No estate plan is complete without considering long-term care (LTC) expenses and how to pay for them. LTC insurance is an option, but these policies can be expensive. One solution is to use a total or partial tax-free exchange of an existing life insurance policy or annuity contract.
Reviewing the history
For many years, Internal Revenue Code Section 1035 has permitted taxpayers to exchange one life insurance policy for another, one annuity contract for another, or a life insurance policy for an annuity contract without recognizing any taxable gain.
In the late 1990s, the U.S. Tax Court approved partial tax-free exchanges. A partial exchange might involve using a portion of an annuity’s balance or a life insurance policy’s cash value to fund a new contract or policy.

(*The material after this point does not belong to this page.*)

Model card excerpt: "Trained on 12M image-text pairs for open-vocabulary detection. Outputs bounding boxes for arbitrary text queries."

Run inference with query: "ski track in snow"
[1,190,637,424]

In order for the transaction to be tax-free, the exchange must involve a direct transfer of funds from one carrier to another.
The Pension Protection Act of 2006 expanded Sec. 1035 to include LTC policies. So now it’s possible to make a total or partial tax-free exchange of a life insurance policy or annuity contract for an LTC policy (as well as one LTC policy for another).
Funding LTC costs
Partial tax-free exchanges can work well for standalone LTC policies, which generally require annual premium payments and prohibit prepayment. A partial tax-free exchange not only provides a source of funds for LTC coverage but also offers significant tax benefits.
Ordinarily, if the value of a life insurance policy or annuity contract exceeds your basis, lifetime distributions include a combination of taxable gain and nontaxable return of basis. A partial tax-free exchange allows you to defer taxable gain and, to the extent the gain is absorbed by LTC insurance premiums, eliminate it permanently.